Building better walls - Albuquerque Journal

Building better walls

Home improvement projects spiked during the last year due to the pandemic.

Another direct result of the pandemic is the price of lumber and metal increased.

As the weather turns more pleasant, New Mexicans are heading outside and creating an oasis on their property.

One way to spruce it up is through fencing.

There are all types of fencing – ornamental, wood, coyote and latilla, chain link, PVC/vinyl and pipe – and each comes with a different cost. Each fence also offers a different level of privacy – a coyote fence provides more privacy compared to a chain link, which is less expensive but has no privacy.

ABQ Fence is one of the many places to turn to locally for these projects.

“The best thing you can do is do all the research you can on what kind of fencing you’d like,” says Vince Frenes, ABQ Fence manager. “Getting a new fence is like buying a car, but this will probably last longer. Your best bet is going to be iron fencing with wood.”

ABQ Fence does both residential and commercial properties around the city.

Frenes says the company uses a local fabrication shop to make the most polished look for its iron and metal work.

“These options are long-lasting investments,” Frenes says.

Maintenance-free

Tyler Chavez of Valley Fence Co. says wrought-iron fencing has been the standard for long-term durability. Though with today’s manufacturing techniques, it has opened the doors to aluminum fencing, which is a maintenance-free alternative.

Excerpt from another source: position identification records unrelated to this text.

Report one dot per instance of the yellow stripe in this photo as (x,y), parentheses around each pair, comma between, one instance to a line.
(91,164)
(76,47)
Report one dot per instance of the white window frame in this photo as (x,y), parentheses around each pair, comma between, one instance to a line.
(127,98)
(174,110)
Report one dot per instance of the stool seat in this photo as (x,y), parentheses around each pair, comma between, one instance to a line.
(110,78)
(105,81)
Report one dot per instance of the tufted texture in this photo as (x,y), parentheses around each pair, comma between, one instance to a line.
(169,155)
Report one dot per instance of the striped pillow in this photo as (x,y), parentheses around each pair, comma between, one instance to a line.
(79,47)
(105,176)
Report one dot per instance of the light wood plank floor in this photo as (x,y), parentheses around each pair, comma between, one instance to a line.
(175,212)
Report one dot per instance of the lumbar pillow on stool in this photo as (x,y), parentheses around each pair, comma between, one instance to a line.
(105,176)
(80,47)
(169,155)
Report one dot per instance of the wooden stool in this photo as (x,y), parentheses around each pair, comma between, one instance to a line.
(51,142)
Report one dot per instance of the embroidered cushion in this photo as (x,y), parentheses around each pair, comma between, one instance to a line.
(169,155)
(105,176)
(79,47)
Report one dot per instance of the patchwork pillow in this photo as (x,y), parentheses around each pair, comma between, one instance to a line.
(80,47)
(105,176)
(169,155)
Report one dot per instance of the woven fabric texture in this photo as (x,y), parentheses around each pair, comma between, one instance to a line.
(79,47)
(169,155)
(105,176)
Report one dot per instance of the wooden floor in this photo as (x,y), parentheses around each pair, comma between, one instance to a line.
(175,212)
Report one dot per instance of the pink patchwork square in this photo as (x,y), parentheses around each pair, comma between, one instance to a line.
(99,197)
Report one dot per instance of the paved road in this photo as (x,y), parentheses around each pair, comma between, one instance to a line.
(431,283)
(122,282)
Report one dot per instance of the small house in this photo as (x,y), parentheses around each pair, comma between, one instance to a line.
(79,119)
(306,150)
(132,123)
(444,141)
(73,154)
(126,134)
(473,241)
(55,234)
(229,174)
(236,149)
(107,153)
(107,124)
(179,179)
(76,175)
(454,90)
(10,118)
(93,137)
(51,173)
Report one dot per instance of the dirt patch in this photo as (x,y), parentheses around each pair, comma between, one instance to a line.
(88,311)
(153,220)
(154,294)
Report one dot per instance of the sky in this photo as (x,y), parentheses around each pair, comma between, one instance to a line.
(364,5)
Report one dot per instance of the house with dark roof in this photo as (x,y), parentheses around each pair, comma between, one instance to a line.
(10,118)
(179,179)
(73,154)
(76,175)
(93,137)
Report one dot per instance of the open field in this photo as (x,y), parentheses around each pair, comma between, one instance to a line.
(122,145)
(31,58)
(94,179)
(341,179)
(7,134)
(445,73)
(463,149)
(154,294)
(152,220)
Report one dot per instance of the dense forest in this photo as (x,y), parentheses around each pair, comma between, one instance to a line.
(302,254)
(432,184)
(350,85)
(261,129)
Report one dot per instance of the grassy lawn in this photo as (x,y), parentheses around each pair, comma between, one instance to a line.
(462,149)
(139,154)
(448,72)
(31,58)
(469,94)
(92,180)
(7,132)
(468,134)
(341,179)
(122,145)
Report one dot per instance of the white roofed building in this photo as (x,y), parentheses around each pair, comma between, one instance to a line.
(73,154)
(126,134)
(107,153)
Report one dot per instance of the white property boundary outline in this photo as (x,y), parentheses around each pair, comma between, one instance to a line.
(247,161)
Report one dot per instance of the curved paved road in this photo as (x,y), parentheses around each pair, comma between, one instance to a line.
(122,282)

“Aluminum is a lightweight, strong and long-lasting material that may just be the right choice as you consider fencing and gate options,” Chavez says.

Aluminum fencing and gates come in a variety of styles and designs, ranging from old world to traditional and contemporary.

“Lightweight yet surprisingly strong, aluminum is considered as secure as wrought iron for both residential and commercial applications. Plus, it’s usually less expensive and is less costly to install,” Chavez says. “And when it comes to durability, aluminum fencing and gates are rust resistant and require minimal to no maintenance. Many aluminum fencing and gate manufacturers provide a lifetime guarantee, underscoring the long-term value of choosing aluminum over wrought iron.”

These two options come with a higher price tag, Frenes adds a wood fence is somewhat less expensive.

“There is horizontal fencing and it’s a higher end wood fence and it can be attached to brick walls,” Frenes says. “It’s really modern looking.”

Then there’s the dog-eared picket fence in 8-foot panels, which is vertical fencing.

“One thing to note is that the cost of material has hit the industry very hard,” Frenes says. “There’s been an increase on wood, iron and steel for chain link.”

Resell value

Making a decision on a fence doesn’t come easy and it will make a difference if contemplating selling a home.

Accoring to Khoi Le, real estate broker at Hunter Chase Realty, fencing is not something typically found in a “cost vs. value” report or given too much thought on an appraisal. However, the white picket fence homeowners dream of is top of mind for many buyers.

“There are many reasons a buyer may value a fence, from peace of mind for families with small children and pets, to privacy from neighbors, and even artistic expression. Fences also reduce noise and act as boundary lines,” Le says. “I have observed through my years of being a Realtor that pet owners ask about fences more often than buyers who have families. This is especially true for homes situated near busy streets. A yard and fence for pets influenced 33% of millennials’ home-buying decisions. Millennials are now the largest home buying segment.”

Le says for a simple privacy fence, home-owners should go with wooden fences for a great look and moderate price.

“For the hands-off homeowner, vinyl is a great low-maintenance choice. These fences do not need to be treated and can last up to 30 years,” he says. “For a traditional New Mexican look, a coyote fence is a great, albeit expensive choice. Originating from the Southwest on ranches, it has become a rustic signature of Southwestern architecture and high-end landscape design. Different woods can be used to make the logs, or latillas, such as cedar, spruce and aspen. The wood is wrapped (with steel ties) and are tall enough to prevent coyotes from jumping over.”

Le says a great fence adds to the curb appeal and gives a sense of security and privacy.

“It does help sell a house faster! However, going all out to add a fence before listing a house is not always a good return on investment,” he says. “I will caveat that with the fact that each house is different and asking an expert Realtor their suggestions and getting few bids before making a decision is a wise choice.”

Le suggests that for those with existing fences, they should:

• For wood fences: add a fresh coat of paint, repair any rot or missing planks.

• For vinyl fences: power wash and straighten out the fence if it is leaning.

• Chainlink fences: repair or consider removing it.

• Coyote fences: make sure there are no missing logs and all ties are tightened.

“No fence is better than a fence that is dilapidated and sagging,” Le says.